In March, the Supreme Court extended the prison sentence for a senior human rights lawyer from 23 to 25 years for a court violation. Buzurgmehr Yorov was sentenced for solicitation to overthrow the government and stir up social unrest, accusations he denied. Several human rights lawyers were jailed, and Human Rights Watch demanded their release. The leader of the Social Democratic Party, Rahmatullo Zoirov, said the judgments against Yorov and the 26-year-old opposition entrepreneur Zaid Saidov were politically motivated. Zoirov asked the Supreme Court to reconsider them. It was an unusual challenge to the regime in the heavily controlled country. Buzurgmehr Yorov’s lawyer feared for his safety and left the country. She later sought political asylum in Germany, saying that the Tajik authorities planned a criminal investigation against her.
The president’s son reaffirmed his position as mayor of Dushanbe, when in April he was also elected to the city council. Rachmon junior was said to have won a filling election with close to 85% of the vote after his representative Mahmadsaid Ubaidulloev left his seat in the council.
In April, a plane from Uzbekistan’s national airline landed in Dushanbe for the first time in 25 years. The regular airline between Dushanbe and Tashkent resurfaced after relations between Tajikistan and Uzbekistan improved after many years of conflict over border guarding, transport routes and distribution of water resources.
During the year, the Ministry of Culture declared that no books could be taken into or out of the country without written permission. The smuggling of valuable manuscripts would be prevented, it was said, but critics saw an attempt to stop the introduction of extremist religious material.
Citizens under the age of 40 were banned from participating in this year’s pilgrimage to Mecca in an effort to prevent radicalization of young people. In a July speech, President Rachmon urged men not to wear beards and women not to wear headscarves, to resist what he termed foreign cultures, and to preserve what he described as the true Tajik culture. The government set up a commission to design appropriate clothing for citizens, with a view to both Tajik tradition and modern life. Hijab is prohibited at state offices and schools, and boys under the age of 18 are prohibited from participating in prayer in the mosques. The police are sometimes said to arrest men with stout beards and force them to shave. A couple of actors were said to have been allowed by the police to wear a beard because it belonged to their role figures. In August, Parliament’s lower house approved a law amendment that forces individuals and organizations to adhere to traditional and national attire and culture. The law also regulates other details of privacy, such as what families can spend on weddings, funerals and other private parties. There were reports of raids to wedding parties, where authorities seized food that was considered wasteful and not in line with family income.

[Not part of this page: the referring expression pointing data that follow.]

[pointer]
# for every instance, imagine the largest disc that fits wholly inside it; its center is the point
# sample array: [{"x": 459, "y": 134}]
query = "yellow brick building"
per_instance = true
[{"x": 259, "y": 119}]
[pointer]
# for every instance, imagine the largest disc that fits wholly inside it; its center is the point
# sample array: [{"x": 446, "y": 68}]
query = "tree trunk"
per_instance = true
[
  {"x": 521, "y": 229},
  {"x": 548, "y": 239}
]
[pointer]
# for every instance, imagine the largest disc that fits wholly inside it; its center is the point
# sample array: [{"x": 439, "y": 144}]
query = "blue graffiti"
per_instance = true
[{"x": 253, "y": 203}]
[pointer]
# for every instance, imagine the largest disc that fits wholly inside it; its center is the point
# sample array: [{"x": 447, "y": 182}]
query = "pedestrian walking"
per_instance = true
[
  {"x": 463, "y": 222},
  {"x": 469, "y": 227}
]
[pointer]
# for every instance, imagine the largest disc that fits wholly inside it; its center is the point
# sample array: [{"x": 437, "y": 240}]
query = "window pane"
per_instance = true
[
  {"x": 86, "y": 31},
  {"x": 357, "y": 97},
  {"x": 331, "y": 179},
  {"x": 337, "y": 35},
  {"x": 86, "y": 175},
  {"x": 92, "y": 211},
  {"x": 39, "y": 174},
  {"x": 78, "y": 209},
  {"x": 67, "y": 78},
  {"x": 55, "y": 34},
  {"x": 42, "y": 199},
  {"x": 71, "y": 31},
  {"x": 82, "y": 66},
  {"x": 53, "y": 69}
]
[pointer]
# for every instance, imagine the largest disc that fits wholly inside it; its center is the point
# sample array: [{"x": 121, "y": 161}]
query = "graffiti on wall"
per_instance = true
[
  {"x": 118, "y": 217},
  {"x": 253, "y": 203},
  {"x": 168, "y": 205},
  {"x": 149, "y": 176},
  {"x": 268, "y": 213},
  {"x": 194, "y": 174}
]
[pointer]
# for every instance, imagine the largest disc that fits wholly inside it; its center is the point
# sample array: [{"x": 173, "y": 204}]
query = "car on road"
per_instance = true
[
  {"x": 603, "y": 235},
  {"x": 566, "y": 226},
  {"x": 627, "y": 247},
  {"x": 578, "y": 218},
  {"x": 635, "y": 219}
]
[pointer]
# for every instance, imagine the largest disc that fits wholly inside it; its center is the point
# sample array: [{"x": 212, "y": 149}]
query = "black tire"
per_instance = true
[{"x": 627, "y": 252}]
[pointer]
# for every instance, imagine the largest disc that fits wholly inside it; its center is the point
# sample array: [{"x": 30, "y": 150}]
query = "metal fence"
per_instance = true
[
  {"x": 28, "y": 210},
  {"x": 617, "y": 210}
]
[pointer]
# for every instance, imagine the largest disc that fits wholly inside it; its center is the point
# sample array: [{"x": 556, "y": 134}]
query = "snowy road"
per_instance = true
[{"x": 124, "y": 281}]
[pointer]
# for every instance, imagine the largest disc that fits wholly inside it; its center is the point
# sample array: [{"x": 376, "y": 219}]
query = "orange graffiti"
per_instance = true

Authorities also banned loud crying at funerals as well as tearing of the hair and thumping with the head. Families and friends may cry and mourn their dead, but shouting and hiring others to howl is forbidden, it was called. The latter has otherwise been seen as a sign of love and respect for the deceased in many parts of Tajikistan. The authorities also did not allow black upholstery at the funeral but called for the traditional blue color.
Prosecution was brought against the former head of the National Library for Crime Law regulating the cost of weddings. He was accused of spending too much on his son’s wedding.
In October it was reported that the Prosecutor General has established a register of gay and lesbian people, officially to prevent the spread of venereal diseases.
In November, in an effort to counter Islamic radicalization, the authorities decided to dismiss all foreign-educated imams and replace them with imams who received their education in Tajikistan.